With an annual budget of $550 billion, the US Department of Defense is the largest government department in the world. It employs 700,000 civilians and around 2.5 million soldiers – more people than any other organisation on the planet.
Since its inception in 1949, the DoD has played a pioneering role in information technology. Its research arm, DARPA, invented the precursor to the Internet, ARPAnet, making its record for world-changing innovation pretty much unbeatable.
But even with these credentials, the DoD has not escaped one of the most crippling afflictions in enterprise IT – siloed legacy data sources.
As Dennis Wisnosky, chief architect and chief technology officer for the DoD’s Business Mission Area, explains below, a recent attempt to unify the human resources databases of the various military services took 11 years and $1 billion before being scrapped as a failure.
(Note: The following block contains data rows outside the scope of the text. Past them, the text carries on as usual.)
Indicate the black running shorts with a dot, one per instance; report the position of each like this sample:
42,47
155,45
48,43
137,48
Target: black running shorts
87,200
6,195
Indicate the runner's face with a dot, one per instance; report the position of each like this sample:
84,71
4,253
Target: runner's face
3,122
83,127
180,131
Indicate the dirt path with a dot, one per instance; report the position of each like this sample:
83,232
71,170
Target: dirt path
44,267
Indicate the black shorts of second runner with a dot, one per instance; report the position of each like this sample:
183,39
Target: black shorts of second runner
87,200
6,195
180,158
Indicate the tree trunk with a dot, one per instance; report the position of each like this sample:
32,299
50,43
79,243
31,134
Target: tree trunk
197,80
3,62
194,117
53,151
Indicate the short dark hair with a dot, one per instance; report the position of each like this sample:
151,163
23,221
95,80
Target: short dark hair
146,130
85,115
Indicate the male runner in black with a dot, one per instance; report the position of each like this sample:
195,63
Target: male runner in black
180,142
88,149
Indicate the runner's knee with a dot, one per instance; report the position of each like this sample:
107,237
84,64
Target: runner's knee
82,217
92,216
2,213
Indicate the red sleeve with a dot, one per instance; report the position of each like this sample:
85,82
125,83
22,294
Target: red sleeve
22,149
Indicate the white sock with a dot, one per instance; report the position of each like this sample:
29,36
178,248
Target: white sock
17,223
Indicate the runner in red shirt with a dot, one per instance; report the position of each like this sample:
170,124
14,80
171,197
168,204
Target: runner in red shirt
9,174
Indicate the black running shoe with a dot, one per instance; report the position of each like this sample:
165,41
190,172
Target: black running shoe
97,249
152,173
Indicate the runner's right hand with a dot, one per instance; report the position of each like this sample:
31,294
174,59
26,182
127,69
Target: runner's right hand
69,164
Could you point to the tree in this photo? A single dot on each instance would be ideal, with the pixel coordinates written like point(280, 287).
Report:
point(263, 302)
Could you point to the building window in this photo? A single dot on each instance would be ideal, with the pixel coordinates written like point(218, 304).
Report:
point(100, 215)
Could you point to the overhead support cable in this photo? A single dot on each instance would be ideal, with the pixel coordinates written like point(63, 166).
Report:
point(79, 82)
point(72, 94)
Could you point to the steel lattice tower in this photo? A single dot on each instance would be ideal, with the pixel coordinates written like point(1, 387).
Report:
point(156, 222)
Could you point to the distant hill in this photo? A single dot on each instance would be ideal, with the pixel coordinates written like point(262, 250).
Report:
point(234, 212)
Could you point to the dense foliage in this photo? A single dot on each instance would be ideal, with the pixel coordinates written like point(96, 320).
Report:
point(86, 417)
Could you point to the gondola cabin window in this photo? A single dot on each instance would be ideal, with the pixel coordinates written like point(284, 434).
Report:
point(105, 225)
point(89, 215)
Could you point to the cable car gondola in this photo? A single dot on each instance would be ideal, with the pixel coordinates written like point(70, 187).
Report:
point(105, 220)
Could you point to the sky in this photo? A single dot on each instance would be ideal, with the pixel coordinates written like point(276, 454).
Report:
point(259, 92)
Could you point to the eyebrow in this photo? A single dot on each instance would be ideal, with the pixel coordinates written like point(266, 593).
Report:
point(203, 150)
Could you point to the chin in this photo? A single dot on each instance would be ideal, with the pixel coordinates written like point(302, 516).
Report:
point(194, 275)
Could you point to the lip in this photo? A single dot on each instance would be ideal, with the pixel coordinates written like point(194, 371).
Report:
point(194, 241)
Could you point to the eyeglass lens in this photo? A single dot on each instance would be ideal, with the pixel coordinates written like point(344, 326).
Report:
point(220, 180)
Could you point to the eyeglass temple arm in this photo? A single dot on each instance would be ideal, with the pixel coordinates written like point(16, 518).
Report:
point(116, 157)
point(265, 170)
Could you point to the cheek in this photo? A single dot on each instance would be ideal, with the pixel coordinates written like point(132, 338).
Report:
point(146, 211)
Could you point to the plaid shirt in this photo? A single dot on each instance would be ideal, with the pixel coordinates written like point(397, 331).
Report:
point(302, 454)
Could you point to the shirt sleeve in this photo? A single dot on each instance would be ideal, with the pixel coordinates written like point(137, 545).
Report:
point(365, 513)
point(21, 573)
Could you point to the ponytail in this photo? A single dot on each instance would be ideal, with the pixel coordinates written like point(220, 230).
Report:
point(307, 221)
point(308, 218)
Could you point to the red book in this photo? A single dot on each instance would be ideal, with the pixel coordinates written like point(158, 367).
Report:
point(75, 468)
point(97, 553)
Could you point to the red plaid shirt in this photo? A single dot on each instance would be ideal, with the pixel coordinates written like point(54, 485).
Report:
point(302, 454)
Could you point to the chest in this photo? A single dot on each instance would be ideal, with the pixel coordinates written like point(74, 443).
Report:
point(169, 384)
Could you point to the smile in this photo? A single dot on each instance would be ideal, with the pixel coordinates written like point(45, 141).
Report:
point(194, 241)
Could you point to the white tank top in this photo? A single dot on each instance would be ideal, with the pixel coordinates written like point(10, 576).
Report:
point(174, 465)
Now, though, under Wisnosky’s leadership, the DoD is solving that problem with one of DARPA’s own inventions: semantic technology. First developed to help intelligence agencies process data, Wisnosky is rolling it out to allow users to query data across the legacy silos without the need to create a data warehouse.
Here, Wisnosky tells Information Age how he came to discover semantic technology, his plan for gradually introducing it to the senior management at the Pentagon and what he expects the benefits to be.
Information Age: What was it that prompted the search for a new approach to data?
Dennis Wisnosky: There was a giant project here at the Department of Defense called DIMHRS (Defense Integrated Military Human Resources System), which was designed to be a single integrated personnel system that could access all the Army, Navy, Air Force and Marine Corps human resources databases around the world.
But these were all static relational databases, and the cost and complexity of connecting them was extremely high. The services couldn’t agree on any shared definitions, and the database schemas that they used were changing even as we were trying to connect them together.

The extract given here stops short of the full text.